For me, self-awareness has been the most powerful tool. Whenever I catch myself criticizing others, I now ask myself: why am I saying this? What part of me feels unsettled or insecure? That reflection helps me uncover where the projection is really coming from.
Breaking the Cycle
The key to stopping projection is creating space between your emotions and your actions. Mindfulness plays a huge role here. When you feel the urge to lash out, criticize, or defend yourself, pause and ask: am I upset with them, or am I upset with myself?
That single question has changed the way I respond in difficult moments. Instead of being reactive, I look inward to find the root of my feelings. From there, I can choose a healthier response instead of passing my pain onto others.
Doing the inner work is essential. This can look like therapy, coaching, journaling, or simply practicing deeper self-reflection. The goal is to identify unresolved pain and slowly heal it, so you no longer need to project it onto others.

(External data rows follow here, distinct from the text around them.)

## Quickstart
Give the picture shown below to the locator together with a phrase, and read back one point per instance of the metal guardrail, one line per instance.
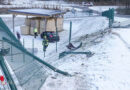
(7, 74)
(36, 58)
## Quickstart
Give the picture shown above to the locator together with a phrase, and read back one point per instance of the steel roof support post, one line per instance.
(70, 32)
(13, 17)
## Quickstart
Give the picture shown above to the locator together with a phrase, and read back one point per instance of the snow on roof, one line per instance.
(40, 12)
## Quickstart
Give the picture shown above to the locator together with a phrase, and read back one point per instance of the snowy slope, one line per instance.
(108, 69)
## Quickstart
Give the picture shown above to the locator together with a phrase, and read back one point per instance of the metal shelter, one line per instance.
(43, 13)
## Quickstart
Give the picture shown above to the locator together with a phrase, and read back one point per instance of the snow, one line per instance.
(107, 69)
(102, 8)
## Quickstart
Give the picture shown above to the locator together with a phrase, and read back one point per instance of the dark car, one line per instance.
(51, 36)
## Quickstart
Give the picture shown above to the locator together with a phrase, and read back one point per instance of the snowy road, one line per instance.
(108, 69)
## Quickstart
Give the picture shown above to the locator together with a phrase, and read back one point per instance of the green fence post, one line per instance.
(70, 31)
(56, 31)
(2, 44)
(33, 47)
(11, 53)
(7, 74)
(23, 52)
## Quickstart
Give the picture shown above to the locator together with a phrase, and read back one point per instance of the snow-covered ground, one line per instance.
(107, 69)
(102, 8)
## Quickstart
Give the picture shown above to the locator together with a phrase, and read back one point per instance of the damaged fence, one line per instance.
(29, 70)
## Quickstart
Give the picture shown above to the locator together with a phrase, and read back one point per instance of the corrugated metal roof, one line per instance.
(40, 12)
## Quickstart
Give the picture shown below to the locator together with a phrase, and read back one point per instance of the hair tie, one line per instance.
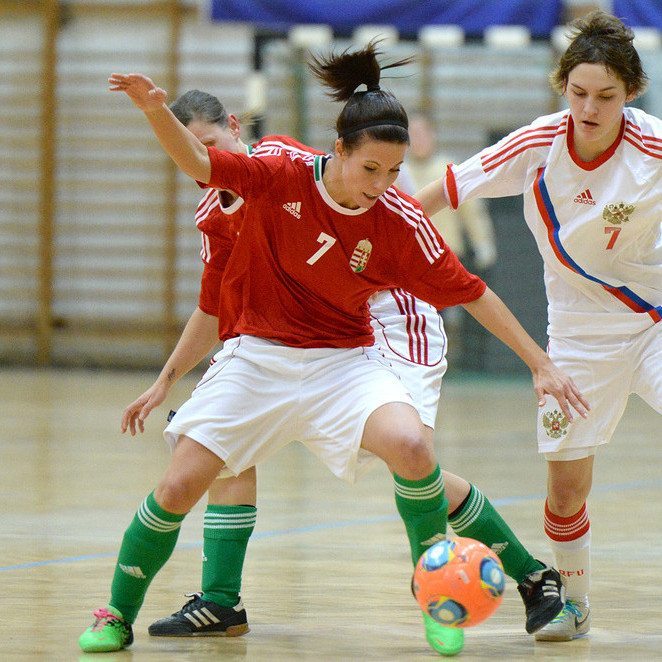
(369, 125)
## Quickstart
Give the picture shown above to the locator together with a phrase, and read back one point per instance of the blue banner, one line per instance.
(639, 13)
(408, 16)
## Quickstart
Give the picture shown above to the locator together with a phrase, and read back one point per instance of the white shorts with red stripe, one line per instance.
(607, 369)
(411, 335)
(258, 396)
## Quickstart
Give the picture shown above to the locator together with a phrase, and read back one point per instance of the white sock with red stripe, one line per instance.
(570, 540)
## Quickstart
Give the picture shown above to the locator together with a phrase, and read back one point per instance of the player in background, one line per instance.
(295, 296)
(411, 336)
(591, 177)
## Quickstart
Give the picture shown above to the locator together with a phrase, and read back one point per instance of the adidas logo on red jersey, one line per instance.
(293, 208)
(585, 198)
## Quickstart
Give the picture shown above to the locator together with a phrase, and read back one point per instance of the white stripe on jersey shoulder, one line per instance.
(231, 209)
(534, 135)
(209, 201)
(277, 147)
(425, 235)
(648, 144)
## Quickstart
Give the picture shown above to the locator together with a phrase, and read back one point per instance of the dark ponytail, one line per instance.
(374, 112)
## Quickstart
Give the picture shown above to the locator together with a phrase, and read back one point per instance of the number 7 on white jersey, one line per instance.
(327, 241)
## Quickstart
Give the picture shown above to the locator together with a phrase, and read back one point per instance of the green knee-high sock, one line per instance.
(423, 506)
(226, 533)
(146, 546)
(476, 518)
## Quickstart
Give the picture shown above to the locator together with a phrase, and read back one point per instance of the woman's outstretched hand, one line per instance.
(140, 89)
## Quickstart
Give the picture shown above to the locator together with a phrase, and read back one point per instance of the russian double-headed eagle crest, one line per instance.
(555, 424)
(617, 212)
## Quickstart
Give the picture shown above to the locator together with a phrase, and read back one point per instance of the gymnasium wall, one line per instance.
(99, 260)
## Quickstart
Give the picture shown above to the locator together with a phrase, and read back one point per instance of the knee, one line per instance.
(173, 494)
(566, 499)
(415, 458)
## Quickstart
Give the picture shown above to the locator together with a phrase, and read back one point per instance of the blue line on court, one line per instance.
(340, 524)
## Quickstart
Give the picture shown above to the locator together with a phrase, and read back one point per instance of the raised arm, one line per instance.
(492, 313)
(178, 142)
(432, 197)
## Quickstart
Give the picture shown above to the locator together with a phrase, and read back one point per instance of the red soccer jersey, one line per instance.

Choosing Awareness and Healing
At the end of the day, whether you’re the one projecting or on the receiving end, the solution comes back to self-awareness and emotional intelligence. Projection is just pain looking for a way out.
When you realize that, you can stop carrying other people’s pain as your own, and you can stop spreading your own pain to those around you. By healing yourself, you help to break the cycle so that hurt doesn’t keep multiplying.
I have to always remind myself that projection isn’t truth, it’s just unhealed emotion showing up on the surface. When you can view it from this perspective, you create space for compassion, for yourself and to those around you.
So if you ever catch yourself being critical, defensive, or tempted to put someone down, pause and ask what’s really going on inside. And if someone lashes out at you, remember, it’s not about you, it’s about them.
The more you build self-awareness, the more you reclaim your peace. And in doing so, you help to break the cycle of hurt people hurting people.